2. A choice, but not only yours :
We have seen that the players tend to play the game using the semantics of the links, we will now see if this choice is affected by other factors. Namely, we will look for the effect of the number of links in an article and the position of the links.
For this analysis, we have found that there aren't enough articles with more than 70 links to make a significant analysis, by discarding them we keep 95% of our articles.
By comparing the number of links explored to the number of links in the articles, we can understand how limited the player's search is.
From the regression analysis we find that on average we discover 44% of the links.
Interesting ... but naive, let's dive more into details !
This can be done by plotting the proportion of explored links.
We can see that the exploration percentage starts off very high and decreases quickly until the 10 links point where it continues to decrease but at a slower rate until reaching a plateau at 45%.
This result explains why some links are not explored in our graph, this is further supported by finding the number of clicks on each link relative to its position in the article.

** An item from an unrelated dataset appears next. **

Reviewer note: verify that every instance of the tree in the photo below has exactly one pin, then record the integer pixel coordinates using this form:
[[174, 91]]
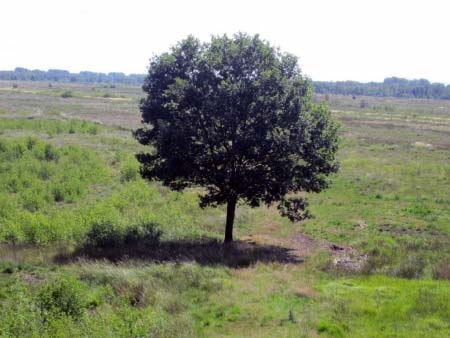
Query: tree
[[235, 116]]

It is conspicuous that links at the beginning of the article are much more likely to be clicked than links at the end of it. In fact, links in the first percentage of the article are 3 times to be chosen than links at the 80% mark.
3. Putting it all together :
We have found so far that the choices that the players make can be characterised by factors that we can measure well!
Why not use these factors as features for a model to predict if a link will be clicked on?
We do this by finding articles that have been reached by players and that contain a final link leading to the target article.
For nomenclature clarity we will draw inspiration from the GREAT game of Chess and call failing to find the target link : Missed mate.
We found 10894 instances of missed mates and 42254 found mates.
Out of the 42254 found mates, some final links appeared multiple times in the same article.
This type of article can create a bias; so by being discarded, this leaves us with 21620 final links.
We then use a Random forest classifier that takes 4 features and predicts with 82% accuracy if the mate is going to be found or not . You can see the ranking of the features and their importances in the following figure:
Conclusion :
To conclude, human behaviour when navigating in unknown graphs, as complicated as it can be, can be described using properly chosen metrics. We have seen that players rely on their intuitive sense to relate subjects to eachother which helps them get to their objective. However, we can note that the players might be too impatient in their choices and could to find better links by looking further in the article. This knowledge could help build better articles to further enhance the sharing of information!